錢弘倧好生驚詫,環顧四周,除了自己算是個小施主,其餘都是年歲不輕的,沈清萍與十八娘隻顧在旁邊議論金陵服飾,這兩個人一個自小無有雙親隻知習武殺人,另一個最是討厭針線女紅常習槍棒,對畫兒怕是一竅不通。然而,錢弘倧自己對水墨畫兒也懵懂無知,剛才隻是對這和尚衣著襤褸卻賣畫籌資重塑金身非常不解罷了,哪兒能對這畫作品評挑刺。
華青峰道:“大師,這是我家洪公子。”巨然剛才見錢弘倧錦衣華服,知道非富即貴,以為其人甚是輕佻,但看拓跋恒等人立在少年身後都是一副恭敬的樣子,這些人也大多儒雅不群,便生了幾分好感。

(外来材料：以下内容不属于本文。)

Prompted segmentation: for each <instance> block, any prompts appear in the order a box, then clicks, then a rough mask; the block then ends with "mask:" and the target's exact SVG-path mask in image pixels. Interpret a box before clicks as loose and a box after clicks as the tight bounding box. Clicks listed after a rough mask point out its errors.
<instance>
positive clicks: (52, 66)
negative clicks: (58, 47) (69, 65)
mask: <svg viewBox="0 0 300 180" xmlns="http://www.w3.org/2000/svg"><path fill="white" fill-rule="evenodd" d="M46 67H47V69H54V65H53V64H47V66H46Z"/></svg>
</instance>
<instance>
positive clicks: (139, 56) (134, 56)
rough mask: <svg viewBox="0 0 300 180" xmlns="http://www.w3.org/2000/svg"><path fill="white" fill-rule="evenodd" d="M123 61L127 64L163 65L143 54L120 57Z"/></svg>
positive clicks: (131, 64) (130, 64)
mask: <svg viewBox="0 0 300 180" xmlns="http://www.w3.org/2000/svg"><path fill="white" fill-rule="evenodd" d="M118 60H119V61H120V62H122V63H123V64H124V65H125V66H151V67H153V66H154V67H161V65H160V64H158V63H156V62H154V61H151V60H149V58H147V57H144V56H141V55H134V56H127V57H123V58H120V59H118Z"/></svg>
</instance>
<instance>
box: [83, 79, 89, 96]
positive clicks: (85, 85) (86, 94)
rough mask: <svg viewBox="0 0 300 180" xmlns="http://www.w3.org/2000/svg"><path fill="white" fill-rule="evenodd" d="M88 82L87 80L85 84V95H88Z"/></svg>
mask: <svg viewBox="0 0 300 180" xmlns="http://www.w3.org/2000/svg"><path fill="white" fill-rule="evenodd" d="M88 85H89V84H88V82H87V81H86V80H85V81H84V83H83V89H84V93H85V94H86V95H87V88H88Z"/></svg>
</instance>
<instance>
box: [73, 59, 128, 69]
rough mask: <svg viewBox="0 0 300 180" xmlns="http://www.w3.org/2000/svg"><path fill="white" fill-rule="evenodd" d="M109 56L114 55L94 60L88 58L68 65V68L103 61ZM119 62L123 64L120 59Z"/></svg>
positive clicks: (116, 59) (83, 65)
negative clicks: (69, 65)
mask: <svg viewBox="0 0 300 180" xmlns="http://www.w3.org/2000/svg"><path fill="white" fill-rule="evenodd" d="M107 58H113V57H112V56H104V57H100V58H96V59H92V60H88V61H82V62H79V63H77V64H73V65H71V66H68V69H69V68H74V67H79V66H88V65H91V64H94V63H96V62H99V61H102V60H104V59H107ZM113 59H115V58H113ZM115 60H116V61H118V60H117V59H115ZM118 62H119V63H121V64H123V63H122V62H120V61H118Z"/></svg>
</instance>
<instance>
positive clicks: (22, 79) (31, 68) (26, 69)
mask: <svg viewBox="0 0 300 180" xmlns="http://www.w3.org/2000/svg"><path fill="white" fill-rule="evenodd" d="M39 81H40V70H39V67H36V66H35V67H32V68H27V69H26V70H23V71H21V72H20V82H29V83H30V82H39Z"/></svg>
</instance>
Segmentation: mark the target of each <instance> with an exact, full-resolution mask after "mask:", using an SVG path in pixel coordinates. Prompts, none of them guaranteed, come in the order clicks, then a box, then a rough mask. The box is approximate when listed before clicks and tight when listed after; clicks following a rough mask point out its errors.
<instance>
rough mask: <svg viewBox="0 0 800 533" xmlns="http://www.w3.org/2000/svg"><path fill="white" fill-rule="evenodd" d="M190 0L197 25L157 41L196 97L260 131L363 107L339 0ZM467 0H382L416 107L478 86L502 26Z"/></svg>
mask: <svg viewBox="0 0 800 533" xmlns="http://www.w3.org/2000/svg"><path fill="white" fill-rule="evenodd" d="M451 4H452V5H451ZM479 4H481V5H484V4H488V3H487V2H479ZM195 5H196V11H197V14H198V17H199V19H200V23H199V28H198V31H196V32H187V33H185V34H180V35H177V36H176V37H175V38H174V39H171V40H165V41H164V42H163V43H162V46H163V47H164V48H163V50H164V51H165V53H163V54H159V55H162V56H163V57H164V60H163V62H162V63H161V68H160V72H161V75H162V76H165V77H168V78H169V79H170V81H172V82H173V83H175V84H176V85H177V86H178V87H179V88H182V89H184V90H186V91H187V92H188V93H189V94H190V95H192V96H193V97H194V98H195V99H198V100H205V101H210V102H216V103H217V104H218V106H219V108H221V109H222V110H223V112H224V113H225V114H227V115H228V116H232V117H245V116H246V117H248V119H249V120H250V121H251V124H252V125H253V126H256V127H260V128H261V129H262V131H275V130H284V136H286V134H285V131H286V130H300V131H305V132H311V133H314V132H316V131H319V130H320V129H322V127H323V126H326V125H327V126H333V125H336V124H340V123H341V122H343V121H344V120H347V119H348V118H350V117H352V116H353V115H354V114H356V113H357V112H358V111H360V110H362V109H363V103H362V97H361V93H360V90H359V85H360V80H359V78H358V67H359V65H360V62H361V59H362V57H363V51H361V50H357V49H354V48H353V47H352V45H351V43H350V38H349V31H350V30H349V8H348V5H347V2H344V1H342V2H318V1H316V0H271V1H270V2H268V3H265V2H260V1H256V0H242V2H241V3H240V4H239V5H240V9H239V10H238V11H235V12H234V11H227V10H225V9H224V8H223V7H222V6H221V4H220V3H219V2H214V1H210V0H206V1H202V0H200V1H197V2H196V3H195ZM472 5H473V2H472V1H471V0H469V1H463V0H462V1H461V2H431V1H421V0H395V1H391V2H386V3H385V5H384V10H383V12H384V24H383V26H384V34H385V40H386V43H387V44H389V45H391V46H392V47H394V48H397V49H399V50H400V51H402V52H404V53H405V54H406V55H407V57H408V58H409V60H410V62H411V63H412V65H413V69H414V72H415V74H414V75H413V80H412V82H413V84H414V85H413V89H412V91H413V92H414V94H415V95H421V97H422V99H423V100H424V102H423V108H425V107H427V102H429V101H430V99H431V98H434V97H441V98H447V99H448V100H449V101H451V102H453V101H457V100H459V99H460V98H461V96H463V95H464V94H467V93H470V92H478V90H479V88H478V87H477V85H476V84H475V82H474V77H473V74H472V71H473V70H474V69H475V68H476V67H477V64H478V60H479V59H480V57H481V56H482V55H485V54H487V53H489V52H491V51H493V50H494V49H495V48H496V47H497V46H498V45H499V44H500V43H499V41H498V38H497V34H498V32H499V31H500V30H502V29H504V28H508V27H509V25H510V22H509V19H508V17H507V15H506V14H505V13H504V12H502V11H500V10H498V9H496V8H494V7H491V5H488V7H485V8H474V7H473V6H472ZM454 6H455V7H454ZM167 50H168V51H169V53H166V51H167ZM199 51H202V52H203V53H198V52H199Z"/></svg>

錢弘倧抱拳施禮,道:“大師見諒,幾位先生對大師的畫兒如許推崇,想來必定是好的。隻是在下不通書畫,看不出好壞來”,巨然心中失望,錢弘倧又道:“在下有一逆耳之言,珍玩字畫,古已有之,有人喜愛,有人珍視,本無可厚非。然則,字畫流傳於庶民有什麼用處?既不能當飯吃,也不能當衣裳穿,天下動亂唯有江南歌舞升平,民不聊生者亦有之。佛像金身自當敬重,我佛之所以慈悲,正是因為其救苦救難的心腸,若是將賣畫所得扶危濟困,便是生人活命無數,自是一場大功德。如此一來,縱然不修金身,料想菩薩也是斷斷不會怪罪的。”
巨然臉色微變,道:“小施主真是巧舌如簧,貧僧受教。便將此畫賣與小施主,未知願納否?”錢弘倧苦笑,道:“也罷,在下生受了。”命人取了銀錢給巨然和尚,和尚也不論多少,收拾桌凳便要離去。張禮道:“此畫尚未落款題跋,還請聖僧一並辛苦。”巨然執筆,微一沉吟,在畫紙上寫了幾個大字:層岩叢樹圖,又自懷中摸出一方印章,在畫上作了標記,然後飄然而去。
錢弘倧命人收起《層岩叢樹圖》,道:“諸位先生,奈何僧多粥少,錢某不好厚此薄彼……”十八娘卻道:“既然知道那和尚的落腳之處,不如公子去寺中再買上幾幅,分贈與諸位先生,豈不甚妙?”
拓跋恒道:“姑娘錯矣,世上若隻此一幅,自然珍貴。要是人人都有,還有什麼意味。”張禮也道:“正是如此,公子這一幅畫兒如果世間沒有第二個,縱然有人臨摹假造,其意境筆法也自絕然不同的。姑娘不知書畫中的趣味,莫要臆測。”
沈清萍雖然與十八娘吃些幹醋,但看兩個老頭兒倚老賣老卻是十分地看不慣,扯了扯十八娘的衣袖,脆生生地道:“十八娘也是一番好意,老先生怕是會錯了意思。不如這樣,也不叫那和尚還畫這個,另就山水,給先生們都作得一幅,絕不類同,如何?”
錢弘倧見眾人神色尷尬卻又似有意動,遂笑道:“也好,反正在金陵還要盤桓些時日,便向那巨然大師求得些好畫,送與先生們,還請萬萬莫要推辭!”又板著臉向二女言道:“諸位先生都是博學長者,怎可無禮?還不快快向先生們賠個不是?”
十八娘心中羞惱著實不願,被沈清萍拉著向拓跋恒等人福了一福賠了個不是,拓跋恒等人不敢托大,閃身不受。其實幾個老先生與二女在途中相處甚為融洽,拓跋恒爽直之人,知道十八娘和沈清萍都不是矯揉造作的性子,便笑道:“兩位姑娘也是為我等著想,沒有多大的事,這一層便揭過了。”
錢弘倧示意華青峰,華青峰又插科打諢分說了幾句,眾人莞爾一笑,便移步向客棧走去。